[CODE OPTIMISATION] Unlearning a 8B model without offloading parameters (2 GPUs?)

Adamliu1 / SNLP_GCW

3 stars 0 forks source link

[CODE OPTIMISATION] Unlearning a 8B model without offloading parameters (2 GPUs?) #124

Closed TheRootOf3 closed 3 days ago

TheRootOf3 commented 3 weeks ago

The issue with offloading is the very inefficient use of GPU (more than 90% of the unlearning time is spent on offloading and loading memory). Instead, we could try to use parallelize the unlearning on 2 or 4 gpus by sharding model parameters using approaches such as FSDP? Or other method (deepspeed with sharding).

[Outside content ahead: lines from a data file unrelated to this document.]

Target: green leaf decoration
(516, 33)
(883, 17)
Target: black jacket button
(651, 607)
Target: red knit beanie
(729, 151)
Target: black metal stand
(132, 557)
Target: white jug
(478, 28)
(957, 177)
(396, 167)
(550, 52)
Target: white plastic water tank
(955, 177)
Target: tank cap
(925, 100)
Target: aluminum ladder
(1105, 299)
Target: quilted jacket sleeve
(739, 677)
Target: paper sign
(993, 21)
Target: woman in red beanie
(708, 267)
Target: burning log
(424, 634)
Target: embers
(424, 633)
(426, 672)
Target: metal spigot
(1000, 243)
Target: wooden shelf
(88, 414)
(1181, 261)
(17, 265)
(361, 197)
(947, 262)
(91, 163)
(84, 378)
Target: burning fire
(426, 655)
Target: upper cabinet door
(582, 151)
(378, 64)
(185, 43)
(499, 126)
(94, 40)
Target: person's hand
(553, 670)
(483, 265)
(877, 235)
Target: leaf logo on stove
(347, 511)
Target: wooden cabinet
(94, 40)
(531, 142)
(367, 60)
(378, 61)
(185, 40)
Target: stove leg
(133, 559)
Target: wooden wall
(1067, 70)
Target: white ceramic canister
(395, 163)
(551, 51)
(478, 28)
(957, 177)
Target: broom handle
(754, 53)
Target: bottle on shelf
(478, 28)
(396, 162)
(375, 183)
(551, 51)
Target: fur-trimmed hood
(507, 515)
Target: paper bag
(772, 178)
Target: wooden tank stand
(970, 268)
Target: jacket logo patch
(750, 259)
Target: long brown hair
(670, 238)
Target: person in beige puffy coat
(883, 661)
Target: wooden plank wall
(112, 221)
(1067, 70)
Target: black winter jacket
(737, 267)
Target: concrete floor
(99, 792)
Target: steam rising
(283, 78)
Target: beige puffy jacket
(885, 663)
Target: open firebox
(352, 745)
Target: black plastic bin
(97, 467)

Willmish commented 2 weeks ago

deepspeed + transformers step by step guide: https://huggingface.co/docs/transformers/main/deepspeed?install=Transformers

TheRootOf3 commented 3 days ago

Update as of 2024-09-12: 8B model does not fit using the current method with full sharding without offloading. We identified that the reason for this lies in us using 2 separate models and accelerate not supporting sharding both of them. Hence, we will progress by pre-computing normal responses and not using the baseline models at all while unlearning. Tracked in #137 and #138.